Part:BBa_K5115002

EP

Introduction

The EP sequence encodes an endogenous encapsulation peptide, which plays a crucial role in directing external proteins into bacterial microcompartments like carboxysomes. This targeting mechanism is essential for protein encapsulation within these structures, aiding in the assembly of a functional, proteinaceous shell that sequesters enzymes or other proteins, ensuring efficient catalysis or protection from environmental stress ^[1].

Usage and Biology

We aim to utilize EP to tether hydrogenase and the StayGold fluorescent protein genes to the α-carboxysome, enabling their co-localization and expression within E. coli. This system will allow for the assembly of a functional nanoreactor, where the carboxysome shell provides a protective microenvironment for the hydrogenase enzyme, enhancing its catalytic activity and stability. The StayGold fluorescent protein will serve as a marker, enabling visualization of the compartmentalization process in vivo.

Characterization

Fluorescence microscopy results

Our experiments validated the role of EP by first fusing it with the StayGold fluorescent protein to assess its effectiveness in directing protein localization to the α-carboxysome. The fluorescence microscopy results confirmed successful incorporation of StayGold into the carboxysome shell, indicating that EP effectively directs proteins into the compartment. Subsequently, we incorporated EP with core assembly proteins of hydrogenase to examine nickel nanoparticle formation. Analysis of nickel particle distribution within E. coli revealed that EP facilitated the assembly of the α-carboxysome shell around the hydrogenase, leading to the formation of well-defined nickel nanoparticles.

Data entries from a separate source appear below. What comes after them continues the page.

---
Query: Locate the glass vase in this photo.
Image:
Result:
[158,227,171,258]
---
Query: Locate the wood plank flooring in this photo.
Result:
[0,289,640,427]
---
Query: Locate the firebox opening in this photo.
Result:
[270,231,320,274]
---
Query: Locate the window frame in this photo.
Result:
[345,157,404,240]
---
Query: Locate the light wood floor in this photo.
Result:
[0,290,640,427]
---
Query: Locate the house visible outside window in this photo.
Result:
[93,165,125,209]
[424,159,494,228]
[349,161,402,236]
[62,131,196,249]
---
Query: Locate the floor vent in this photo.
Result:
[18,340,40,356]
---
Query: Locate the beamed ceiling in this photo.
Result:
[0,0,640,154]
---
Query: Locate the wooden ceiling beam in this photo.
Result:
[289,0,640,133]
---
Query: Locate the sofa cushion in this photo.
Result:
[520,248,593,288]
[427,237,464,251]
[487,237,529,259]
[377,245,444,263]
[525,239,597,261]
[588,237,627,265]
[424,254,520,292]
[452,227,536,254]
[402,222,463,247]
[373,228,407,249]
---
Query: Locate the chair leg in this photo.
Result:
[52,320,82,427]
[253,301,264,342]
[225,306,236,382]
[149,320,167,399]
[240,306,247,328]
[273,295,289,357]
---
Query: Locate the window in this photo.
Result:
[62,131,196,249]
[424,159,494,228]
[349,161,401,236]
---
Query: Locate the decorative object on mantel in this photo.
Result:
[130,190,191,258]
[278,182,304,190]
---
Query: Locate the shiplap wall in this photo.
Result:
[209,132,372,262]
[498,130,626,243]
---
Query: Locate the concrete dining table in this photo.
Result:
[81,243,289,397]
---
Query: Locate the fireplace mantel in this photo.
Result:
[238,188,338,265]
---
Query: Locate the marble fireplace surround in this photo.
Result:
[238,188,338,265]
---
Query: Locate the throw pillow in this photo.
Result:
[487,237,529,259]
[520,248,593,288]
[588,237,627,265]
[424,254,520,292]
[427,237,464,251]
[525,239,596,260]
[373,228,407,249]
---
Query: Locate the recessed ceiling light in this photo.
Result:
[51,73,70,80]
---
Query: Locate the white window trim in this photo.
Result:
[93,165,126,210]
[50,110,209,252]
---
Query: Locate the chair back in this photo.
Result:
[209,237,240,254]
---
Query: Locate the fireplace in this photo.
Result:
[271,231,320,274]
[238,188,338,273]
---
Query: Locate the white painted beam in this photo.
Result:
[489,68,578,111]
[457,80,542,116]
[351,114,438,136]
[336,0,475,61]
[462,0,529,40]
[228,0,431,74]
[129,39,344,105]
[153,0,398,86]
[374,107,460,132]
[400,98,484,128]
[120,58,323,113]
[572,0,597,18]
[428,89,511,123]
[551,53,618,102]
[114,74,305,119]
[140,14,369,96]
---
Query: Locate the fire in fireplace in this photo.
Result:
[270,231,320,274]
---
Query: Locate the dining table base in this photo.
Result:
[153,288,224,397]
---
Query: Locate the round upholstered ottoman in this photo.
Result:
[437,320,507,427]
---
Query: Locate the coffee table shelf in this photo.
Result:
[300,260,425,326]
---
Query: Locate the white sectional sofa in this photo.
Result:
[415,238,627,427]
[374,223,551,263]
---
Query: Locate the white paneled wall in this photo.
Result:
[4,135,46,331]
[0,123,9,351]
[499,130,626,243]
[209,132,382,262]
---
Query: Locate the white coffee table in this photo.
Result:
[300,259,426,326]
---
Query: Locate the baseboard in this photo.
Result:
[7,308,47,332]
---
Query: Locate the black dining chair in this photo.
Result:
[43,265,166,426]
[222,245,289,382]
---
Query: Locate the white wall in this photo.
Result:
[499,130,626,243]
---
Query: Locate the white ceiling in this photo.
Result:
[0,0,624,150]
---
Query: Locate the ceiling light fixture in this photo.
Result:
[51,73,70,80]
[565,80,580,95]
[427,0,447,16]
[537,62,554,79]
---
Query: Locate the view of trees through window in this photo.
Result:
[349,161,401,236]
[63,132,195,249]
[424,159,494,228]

These results demonstrate that EP not only directs protein localization but also supports the functional assembly of the carboxysome, enhancing the stability and activity of encapsulated enzymes.

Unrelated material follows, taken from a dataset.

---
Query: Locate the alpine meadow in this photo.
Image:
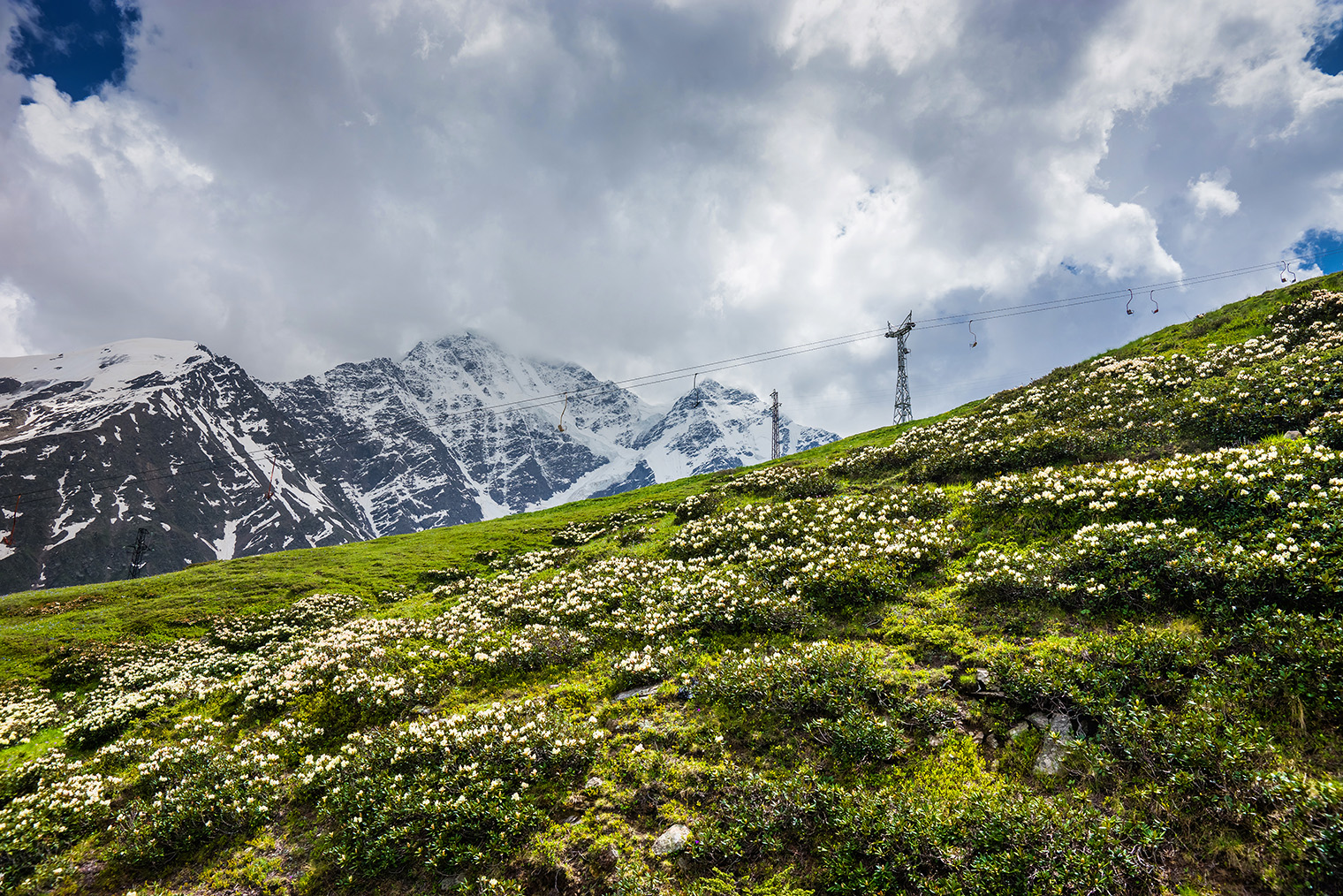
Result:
[0,274,1343,896]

Figure 4. Fluorescence images of E. coli expressing stayGold fused with EP, without or with cso-S3. Images were captured using spinning disk confocal with a 150x objective lens, as described on our Experiments page. Bacteria in A-C only express stayGold fused with EP BBa_K5115057, while bacteria in D simultaneously express BBa_K5115057 and BBa_K5115065. 1 mM IPTG was added to A,B only. Images without scale bar are 5x5 µm square, unless specifically indicated below. (A) The entire image field is shown (41.27x41.27 µm square), with brightfield image on the left, and green fluorescence image on the right. (B) Four regions in (A) are enlarged, showing uniform distribution of green fluorescence. (C) Although no IPTG was added, leaky expression from the promoter is sufficient to fill bacteria with green. (D) With all carboxysome components expressed, stayGold fused with EP concentrated to the carboxysome. Leaky expression from the promoter is sufficient to drive 1 or 2 carboxysome formed within each bacteria.

Sequence and Features

Sequence and Features

References

1. ↑ Li, T., Jiang, Q., Huang, J., Aitchison, C. M., Huang, F., Yang, M., Dykes, G. F., He, H. L., Wang, Q., Sprick, R. S., Cooper, A. I., & Liu, L. N. (2020). Reprogramming bacterial protein organelles as a nanoreactor for hydrogen production. Nature communications, 11(1), 5448.